County finance staff presented a conservative revenue forecast to commissioners and confirmed that the county's American Rescue Plan Act (ARPA) funds are fully obligated, though staff must reconcile expenditures to specific ledger lines.
Finance staff (S7) said the property-tax projection uses a conservative 96.5% collection rate and that the tax line at that level produces a $7.2 million revenue estimate. On oil-and-gas receipts, staff said historical patterns and current prices led them to set an assumption of $1.90 (down from higher estimates) to avoid overstating revenues. "We typically like to budget in the safe zone, which is, for me, anywhere from 95% up to 97.5%. We chose to stick to go at 96.5," S7 said.
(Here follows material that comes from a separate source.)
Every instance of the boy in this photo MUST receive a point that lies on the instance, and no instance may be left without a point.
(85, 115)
Staff also described how equalization and GRT hold-harmless distributions change with large GRT swings (for example, wind-farm construction can raise GRT and shrink equalization payments), and warned that newly available veteran exemptions could reduce property-tax receipts until the impact is known. The detention-center debt service fund (405) was reported paid in full as of June 2026, removing a recurring obligation.
On ARPA, county staff (S6 and S3) said the full amount of funds has been obligated and therefore will not have to be returned, but that they are still verifying which obligations have been posted to the correct budget lines for reporting purposes. "All of the money has been obligated," S6 said; staff will provide reconciled expenditure details to commissioners in follow-up materials.
Commissioners asked clarifying questions about timing, specific line items and assumptions; staff said they would refine the numbers and provide an updated worksheet showing amounts "to date" and other historical comparisons for decision-making. No formal revenue-adoption vote occurred in this meeting.